Question
Assume the firm can either take Project A or Project B. Project A will require the initial investment of $110,000 and will yield $32,000 at
Assume the firm can either take Project A or Project B. Project A will require the initial investment of $110,000 and will yield $32,000 at Year 1, $25,000 at Year 2, $23,000 at Year 3, $29,000 at Year 4, $35,000 at Year 5, and $26,000 at Year 6. Project B will require the initial investment of $120,000 and yield $34,000 at Year 1, $25,000 at Year 2, $16,000 at Year 3, $18,000 at Year 4, $39,000 at Year 5, and $68,000 at Year 6. If the interest/discount rate that applies to both project is 10.35%, which of these two projects is a better option if the decision is made based on the Net Present Value (NPV) basis? Assume the firm needs to make a "mutually exclusive" decision where taking both projects is not an option because of the firm's inability (i.e. lack of resources) to do so.
A.) Project A
B.) Project B
C.) Neither A nor B
D.) We do not have sufficient information to answer this question.
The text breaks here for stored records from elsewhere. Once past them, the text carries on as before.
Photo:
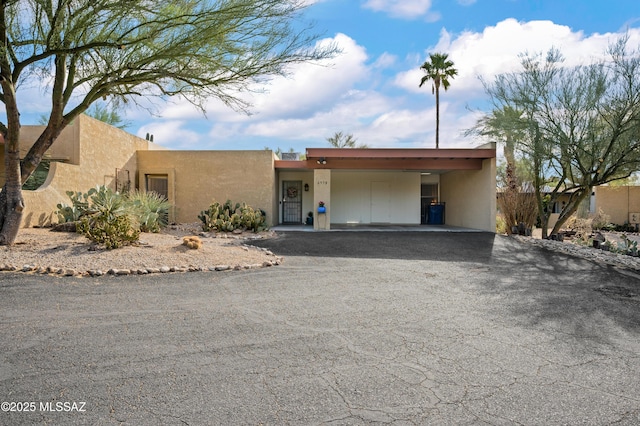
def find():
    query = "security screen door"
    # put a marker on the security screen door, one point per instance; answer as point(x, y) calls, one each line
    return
point(292, 201)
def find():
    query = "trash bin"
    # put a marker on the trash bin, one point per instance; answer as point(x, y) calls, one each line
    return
point(436, 214)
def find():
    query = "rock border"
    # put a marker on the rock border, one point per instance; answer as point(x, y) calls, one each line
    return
point(70, 272)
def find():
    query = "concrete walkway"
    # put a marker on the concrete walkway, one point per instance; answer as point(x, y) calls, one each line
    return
point(375, 228)
point(355, 328)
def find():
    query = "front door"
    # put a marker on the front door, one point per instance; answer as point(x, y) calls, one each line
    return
point(292, 201)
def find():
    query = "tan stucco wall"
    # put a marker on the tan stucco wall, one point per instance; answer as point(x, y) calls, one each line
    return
point(470, 197)
point(95, 150)
point(306, 177)
point(618, 202)
point(197, 178)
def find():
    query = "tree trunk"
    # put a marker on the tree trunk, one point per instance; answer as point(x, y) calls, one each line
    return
point(437, 116)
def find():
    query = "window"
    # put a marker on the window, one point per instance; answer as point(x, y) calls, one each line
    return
point(158, 184)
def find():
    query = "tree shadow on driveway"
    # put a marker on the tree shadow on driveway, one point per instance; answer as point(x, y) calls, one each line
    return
point(407, 245)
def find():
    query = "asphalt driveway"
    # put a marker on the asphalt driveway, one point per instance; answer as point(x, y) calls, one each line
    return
point(354, 328)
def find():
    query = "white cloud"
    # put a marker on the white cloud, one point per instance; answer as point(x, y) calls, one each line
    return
point(496, 50)
point(351, 94)
point(314, 86)
point(408, 9)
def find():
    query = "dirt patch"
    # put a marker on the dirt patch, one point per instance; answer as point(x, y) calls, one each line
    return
point(38, 249)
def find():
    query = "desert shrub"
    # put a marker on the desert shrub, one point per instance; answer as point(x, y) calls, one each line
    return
point(109, 220)
point(517, 206)
point(582, 227)
point(601, 220)
point(192, 242)
point(150, 208)
point(501, 225)
point(79, 206)
point(228, 217)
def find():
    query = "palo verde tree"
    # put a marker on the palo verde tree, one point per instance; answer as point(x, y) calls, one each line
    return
point(120, 50)
point(581, 124)
point(340, 140)
point(439, 69)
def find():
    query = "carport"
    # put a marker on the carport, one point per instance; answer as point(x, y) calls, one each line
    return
point(388, 187)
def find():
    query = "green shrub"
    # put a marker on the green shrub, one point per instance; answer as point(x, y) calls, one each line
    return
point(228, 217)
point(151, 209)
point(109, 220)
point(79, 206)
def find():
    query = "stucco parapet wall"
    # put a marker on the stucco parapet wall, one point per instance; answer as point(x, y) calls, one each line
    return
point(162, 269)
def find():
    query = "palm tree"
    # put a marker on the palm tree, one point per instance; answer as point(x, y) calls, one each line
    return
point(439, 69)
Which project will be better under the (non-discounted) Payback Period standard?
A.) Project A
B.) Project B
C.) Neither A nor B
D.) We do not have sufficient information to answer this question.
What about under the Discounted Payback Period standard?
A.) Project A
B.) Project B
C.) neither A nor B
D.) We do not have sufficient information to answer this question.